ベトナムの医療改革と持続可能な発展
ベトナムの医療分野は、母子健康の改善、医療人材の確保、非感染性疾患の予防、抗生物質耐性の対策、科学技術の応用という5つの重点課題に取り組んでいる。
母子健康の改善では、妊産婦と乳幼児の死亡率低下が進み、2023年には5歳未満児の死亡率が18.2‰に減少した。妊婦健診や出産時の医療従事者の関与が強化され、ワクチン接種の普及により、健康管理体制が全国的に整備されつつある。
医療人材の確保においては、ベトナム国内の医療教育機関が拡大し、2023年には1万1,297人の医師、8,470人の薬剤師、1万8,178人の看護師が卒業した。2024年の目標として、人口1万人あたり14人の医師、3.08人の薬剤師、18人の看護師を確保することが掲げられている。
非感染性疾患の予防に関しては、心疾患、糖尿病、がんなどの発症リスクを抑えるため、禁煙促進や酒類消費抑制、運動習慣の啓発が推進されている。特に、喫煙とアルコール消費は脳卒中や心筋梗塞のリスクを高めるため、政策的な介入が強化されている。
抗生物質耐性問題では、誤用や乱用が深刻化し、病院内の感染症治療が困難になっている。この課題に対処するため、ベトナム政府は2013年に国家行動計画を策定し、2023年には2030年までの新たな対策方針を発表した。医療機関や農業分野と連携し、適正な抗生物質使用を徹底することが求められている。

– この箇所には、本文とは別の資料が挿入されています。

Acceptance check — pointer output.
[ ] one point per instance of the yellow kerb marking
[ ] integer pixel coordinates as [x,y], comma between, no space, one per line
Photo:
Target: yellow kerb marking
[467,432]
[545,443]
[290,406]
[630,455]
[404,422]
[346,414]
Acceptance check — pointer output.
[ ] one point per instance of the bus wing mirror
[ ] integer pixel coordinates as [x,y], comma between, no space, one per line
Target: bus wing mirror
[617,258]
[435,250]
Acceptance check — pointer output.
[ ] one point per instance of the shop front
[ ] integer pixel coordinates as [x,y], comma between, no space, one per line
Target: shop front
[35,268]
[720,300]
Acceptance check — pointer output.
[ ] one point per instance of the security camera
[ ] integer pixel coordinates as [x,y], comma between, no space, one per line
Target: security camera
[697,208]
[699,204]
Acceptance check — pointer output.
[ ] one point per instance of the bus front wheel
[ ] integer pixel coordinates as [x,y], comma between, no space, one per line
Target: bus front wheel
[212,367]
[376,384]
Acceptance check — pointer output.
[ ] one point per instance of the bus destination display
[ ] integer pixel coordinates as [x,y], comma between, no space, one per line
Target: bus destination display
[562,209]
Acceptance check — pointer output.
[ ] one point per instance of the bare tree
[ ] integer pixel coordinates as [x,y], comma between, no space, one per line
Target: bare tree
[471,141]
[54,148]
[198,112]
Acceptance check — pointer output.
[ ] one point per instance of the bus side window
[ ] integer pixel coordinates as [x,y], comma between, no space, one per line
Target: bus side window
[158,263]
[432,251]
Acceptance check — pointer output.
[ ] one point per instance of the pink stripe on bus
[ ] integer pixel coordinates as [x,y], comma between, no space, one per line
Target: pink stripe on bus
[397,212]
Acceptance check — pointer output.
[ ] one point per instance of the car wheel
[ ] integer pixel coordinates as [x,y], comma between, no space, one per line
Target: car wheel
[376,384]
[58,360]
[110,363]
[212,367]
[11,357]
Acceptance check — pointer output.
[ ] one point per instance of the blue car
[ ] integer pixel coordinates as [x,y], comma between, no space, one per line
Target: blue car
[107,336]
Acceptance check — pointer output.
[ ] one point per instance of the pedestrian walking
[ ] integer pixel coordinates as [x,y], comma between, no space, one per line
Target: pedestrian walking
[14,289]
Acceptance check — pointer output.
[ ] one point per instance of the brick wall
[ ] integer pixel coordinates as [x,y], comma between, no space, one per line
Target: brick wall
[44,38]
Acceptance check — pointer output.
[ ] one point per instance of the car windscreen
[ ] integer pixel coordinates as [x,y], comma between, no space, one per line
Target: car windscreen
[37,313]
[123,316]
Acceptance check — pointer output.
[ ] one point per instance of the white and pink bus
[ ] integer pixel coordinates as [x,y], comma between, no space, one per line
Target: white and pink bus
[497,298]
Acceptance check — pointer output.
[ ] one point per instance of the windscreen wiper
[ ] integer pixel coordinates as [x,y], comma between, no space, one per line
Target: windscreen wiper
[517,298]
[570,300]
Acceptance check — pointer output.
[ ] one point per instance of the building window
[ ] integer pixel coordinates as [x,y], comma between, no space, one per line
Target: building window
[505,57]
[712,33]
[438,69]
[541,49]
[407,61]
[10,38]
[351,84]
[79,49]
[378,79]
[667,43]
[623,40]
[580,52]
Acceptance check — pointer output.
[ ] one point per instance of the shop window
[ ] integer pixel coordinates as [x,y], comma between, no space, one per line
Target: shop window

医療分野の科学技術応用では、高度医療技術の導入が進んでおり、臓器移植、再生医療、遺伝子治療などが発展している。また、国内の医薬品やワクチンの研究開発が強化され、国際基準に適合した新薬や治療法の確立を目指している。
これらの取り組みにより、ベトナムの医療システムは強化され、健康改善と持続可能な医療の発展に向けた基盤が整いつつある。